The event, entitled “Maintaining momentum beyond Paris: what next for international & UK climate policy?” brought together business leaders, NGOs and policy makers to discuss how the next steps for the UK after the COP21 global climate agreement.

Beale set out the impact climate change is having on the industry: “Since the 1980s the number of registered weather-related loss events has tripled. Inflation-adjusted insurance losses from these events have increased from an annual average of around $10bn in the 1980s to around $50bn over the past decade.”

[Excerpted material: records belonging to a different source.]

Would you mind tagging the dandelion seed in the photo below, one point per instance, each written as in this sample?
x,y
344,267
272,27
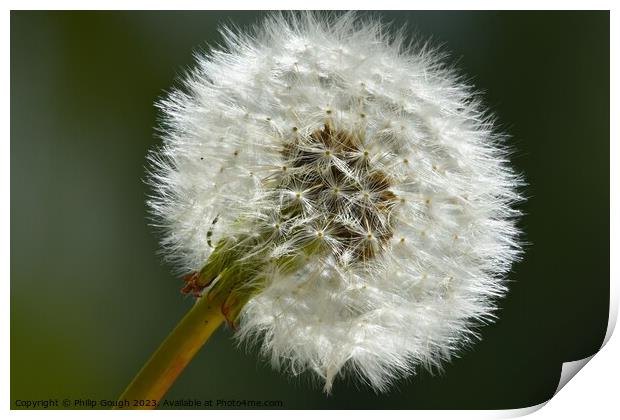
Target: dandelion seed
x,y
371,215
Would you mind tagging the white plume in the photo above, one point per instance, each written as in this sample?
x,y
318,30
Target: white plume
x,y
361,173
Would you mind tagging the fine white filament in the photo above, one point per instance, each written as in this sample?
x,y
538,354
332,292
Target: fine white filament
x,y
330,130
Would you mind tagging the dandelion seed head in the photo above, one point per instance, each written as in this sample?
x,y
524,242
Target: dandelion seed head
x,y
363,179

She went on to highlight some of the ways the insurance industry is already working in the area of climate change and building resilience, including the example of the eight Lloyd’s syndicates which announced a disaster resilience facility for developing economies with £400m of capacity in November last year.

Amber Rudd, Secretary of State for Energy and Climate Change, gave her view of the importance of the Paris agreement but warned that a lot of work would need to be done to achieve the COP21 aim of restricting global temperature increase to below 2C.

In terms of decarbonising energy, Rudd said the UK Government was not turning its back on the green economy but nor would it “pile the pain on consumers”.

“Subsidies for the renewable energy should be temporary, not part of a business plan,” she said before stating her belief that markets would drive down operational costs and stimulate the development of new technology.

Following Rudd’s thoughts, the event’s panel comprising Matthew Knight, director of Strategy at Siemens UK; Sarbjit Nahal, MD climate finance, BAML; Anna Turrell, head of public affairs at Nestle UK; and Inga Beale – set out their views on what next for business.

When asked by chair Martin Wolf, the FT’s economic editor, what the Government could do to help the insurance industry in terms of policy, Beale suggested that the Solvency II rules around capital weightings could be changed to make it easier for insurance companies to invest in infrastructure projects.

The panel then took questions from the floor, and a lively debate ensued, touching on a wide range of topics including fossil fuel subsidies, whether gas cookers would be around in 20 years and the changing transport habits of young Americans.

In conclusion, Wolf said that though Paris was much better than it might have been, agreement shouldn’t be confused with solving the problem. “Everyone’s efforts need to be ratcheted up,” he said.